In 1970, the author Wendell Berry wrote an essay called “Think Little”. He argues that in order to sustain the Green Movement over the long-term, it can’t just be something we expect Big Thinkers in government to fix. It’s got to be dealt with by personal change in how we live. “For most of the history of this country [the USA] our motto, implied or spoken, has been Think Big. A better motto, and an essential one now, is Think Little”. P.54. By Think Little, he means we need to stop hiding behind general, vague slogans, and get specific. We need to build our marriages, care for a garden, and switch the lights off. There’s nothing Christian about the essay. But I love the basic idea.

“Don’t Think Big. Think Little.” I wish Christians would adopt this mindset.

This doesn’t sound obvious, at first, does it? As Christians, we have all kinds of reasons to Think Big. Our God is Big, after all. Isaiah tells us “the nations are like a drop from a bucket” to him (Isa 40:15). The Great Commission is Big; Jesus sends us out to “make disciples of all nations” (Matt 28:19). The consequences are Big—people will spend an eternity in heaven and hell depending on how they respond to Jesus (John 3:16). Therefore, having big ambitions for Christ’s kingdom seems only natural. Surely, we want the little mustard seed to grow big (Matt 13:31-32)? Jesus is Saviour of the world (John 4:42).

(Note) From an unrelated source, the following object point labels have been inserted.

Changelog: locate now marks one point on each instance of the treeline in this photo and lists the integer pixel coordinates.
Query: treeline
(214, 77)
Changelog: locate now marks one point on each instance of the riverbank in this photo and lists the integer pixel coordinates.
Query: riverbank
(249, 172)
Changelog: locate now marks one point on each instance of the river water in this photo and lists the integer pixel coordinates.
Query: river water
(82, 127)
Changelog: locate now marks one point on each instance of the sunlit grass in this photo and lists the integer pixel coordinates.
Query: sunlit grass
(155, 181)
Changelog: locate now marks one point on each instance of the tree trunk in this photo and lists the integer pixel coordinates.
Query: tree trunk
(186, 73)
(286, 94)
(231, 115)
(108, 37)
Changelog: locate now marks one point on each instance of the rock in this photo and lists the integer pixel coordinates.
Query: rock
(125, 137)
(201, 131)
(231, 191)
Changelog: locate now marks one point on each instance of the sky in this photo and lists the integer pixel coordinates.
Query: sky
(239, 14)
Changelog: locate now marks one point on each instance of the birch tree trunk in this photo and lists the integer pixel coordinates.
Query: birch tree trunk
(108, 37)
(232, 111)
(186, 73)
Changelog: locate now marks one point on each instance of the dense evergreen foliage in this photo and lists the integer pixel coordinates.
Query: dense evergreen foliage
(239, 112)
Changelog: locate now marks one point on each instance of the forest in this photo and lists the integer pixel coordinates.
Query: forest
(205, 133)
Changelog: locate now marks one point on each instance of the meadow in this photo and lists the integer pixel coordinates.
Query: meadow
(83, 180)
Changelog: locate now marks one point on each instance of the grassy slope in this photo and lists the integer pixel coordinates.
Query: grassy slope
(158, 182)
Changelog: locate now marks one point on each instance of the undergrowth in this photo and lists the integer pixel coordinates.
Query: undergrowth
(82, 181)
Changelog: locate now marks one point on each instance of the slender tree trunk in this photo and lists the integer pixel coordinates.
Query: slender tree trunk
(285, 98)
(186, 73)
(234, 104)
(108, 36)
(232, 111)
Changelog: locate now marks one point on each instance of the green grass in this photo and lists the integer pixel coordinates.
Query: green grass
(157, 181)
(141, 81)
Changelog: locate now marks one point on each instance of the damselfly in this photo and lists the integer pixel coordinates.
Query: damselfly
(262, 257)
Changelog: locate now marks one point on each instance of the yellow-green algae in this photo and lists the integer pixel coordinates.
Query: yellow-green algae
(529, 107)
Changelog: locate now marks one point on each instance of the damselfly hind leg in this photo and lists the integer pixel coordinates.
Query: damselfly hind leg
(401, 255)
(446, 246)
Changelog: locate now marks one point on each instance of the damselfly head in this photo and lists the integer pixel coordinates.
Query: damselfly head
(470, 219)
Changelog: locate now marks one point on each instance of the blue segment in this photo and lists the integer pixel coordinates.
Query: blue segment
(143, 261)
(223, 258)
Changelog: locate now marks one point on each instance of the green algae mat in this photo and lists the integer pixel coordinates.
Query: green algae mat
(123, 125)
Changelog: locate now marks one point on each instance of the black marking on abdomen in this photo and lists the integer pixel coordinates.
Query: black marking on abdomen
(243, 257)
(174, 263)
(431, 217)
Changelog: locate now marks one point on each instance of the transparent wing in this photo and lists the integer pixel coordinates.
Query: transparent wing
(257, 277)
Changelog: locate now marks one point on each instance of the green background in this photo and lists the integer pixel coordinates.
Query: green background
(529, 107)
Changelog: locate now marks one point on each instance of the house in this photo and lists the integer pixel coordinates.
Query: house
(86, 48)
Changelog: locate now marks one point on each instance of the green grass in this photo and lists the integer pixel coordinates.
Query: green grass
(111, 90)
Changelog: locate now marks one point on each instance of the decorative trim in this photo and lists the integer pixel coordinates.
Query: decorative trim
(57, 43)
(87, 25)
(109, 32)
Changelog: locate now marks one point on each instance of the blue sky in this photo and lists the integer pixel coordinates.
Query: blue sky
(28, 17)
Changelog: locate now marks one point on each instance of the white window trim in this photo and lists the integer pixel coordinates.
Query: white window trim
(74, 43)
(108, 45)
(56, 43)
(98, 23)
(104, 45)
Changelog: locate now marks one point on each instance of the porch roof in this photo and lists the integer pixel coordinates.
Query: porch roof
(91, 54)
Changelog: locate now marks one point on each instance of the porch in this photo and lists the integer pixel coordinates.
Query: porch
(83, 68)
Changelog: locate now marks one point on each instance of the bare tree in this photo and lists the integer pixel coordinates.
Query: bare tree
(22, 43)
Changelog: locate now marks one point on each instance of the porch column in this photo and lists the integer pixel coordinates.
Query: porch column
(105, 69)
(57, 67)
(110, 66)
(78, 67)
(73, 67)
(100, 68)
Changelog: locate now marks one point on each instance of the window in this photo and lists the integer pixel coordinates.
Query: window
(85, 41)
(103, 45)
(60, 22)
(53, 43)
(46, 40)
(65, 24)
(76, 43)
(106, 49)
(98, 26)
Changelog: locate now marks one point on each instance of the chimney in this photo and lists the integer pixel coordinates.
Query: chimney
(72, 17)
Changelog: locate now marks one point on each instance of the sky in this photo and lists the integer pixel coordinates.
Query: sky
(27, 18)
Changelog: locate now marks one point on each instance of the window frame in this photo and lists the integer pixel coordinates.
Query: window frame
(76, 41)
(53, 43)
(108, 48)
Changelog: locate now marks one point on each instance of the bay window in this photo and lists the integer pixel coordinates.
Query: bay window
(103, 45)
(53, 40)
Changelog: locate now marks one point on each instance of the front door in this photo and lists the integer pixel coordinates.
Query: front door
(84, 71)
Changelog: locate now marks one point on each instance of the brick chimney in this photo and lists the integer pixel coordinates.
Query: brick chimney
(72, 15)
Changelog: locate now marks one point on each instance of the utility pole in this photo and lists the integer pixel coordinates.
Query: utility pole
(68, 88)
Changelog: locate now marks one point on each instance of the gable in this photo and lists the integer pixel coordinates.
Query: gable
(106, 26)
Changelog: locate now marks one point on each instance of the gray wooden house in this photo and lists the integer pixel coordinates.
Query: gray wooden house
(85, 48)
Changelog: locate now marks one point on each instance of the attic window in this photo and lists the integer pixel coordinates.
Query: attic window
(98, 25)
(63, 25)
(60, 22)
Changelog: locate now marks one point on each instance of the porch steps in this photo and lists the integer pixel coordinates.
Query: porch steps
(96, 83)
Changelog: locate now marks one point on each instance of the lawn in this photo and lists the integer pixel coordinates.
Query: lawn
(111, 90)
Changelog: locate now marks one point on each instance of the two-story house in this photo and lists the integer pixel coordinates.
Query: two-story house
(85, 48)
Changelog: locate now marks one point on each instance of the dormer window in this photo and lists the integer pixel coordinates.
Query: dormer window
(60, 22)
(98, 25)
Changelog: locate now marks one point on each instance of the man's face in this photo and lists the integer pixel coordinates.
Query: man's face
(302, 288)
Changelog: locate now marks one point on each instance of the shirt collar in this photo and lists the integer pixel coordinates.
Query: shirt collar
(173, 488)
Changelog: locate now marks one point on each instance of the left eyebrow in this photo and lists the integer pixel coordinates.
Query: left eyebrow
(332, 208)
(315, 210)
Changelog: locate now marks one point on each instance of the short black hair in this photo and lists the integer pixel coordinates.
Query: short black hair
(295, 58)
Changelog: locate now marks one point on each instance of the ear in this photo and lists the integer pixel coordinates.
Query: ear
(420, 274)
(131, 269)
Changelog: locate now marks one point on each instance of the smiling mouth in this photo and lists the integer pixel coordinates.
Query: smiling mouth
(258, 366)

But it’s precisely at this point that the danger of Thinking Big appears. It gets very hard to disentangle our promotion of Christ from self-promotion. Every Christian ministry knows this, if they’re honest. It’s scary how building platforms and “brand” have become part and parcel of our thinking. We feel the pull of the internet, and the size and scale of the audience it offers (especially among the young), and we’d love to harness it for Jesus Christ. But before we know it, our well-meant enthusiasm gets sucked into the hype of Big Thinking. Fads and bandwagons periodically roll through the Christian church. So-and-so becomes “the Next Big Thing”. The Think Big slogan doesn’t fit very well with the spirit of John the Baptist, who said, “He must increase, but I must decrease” (John 3:30).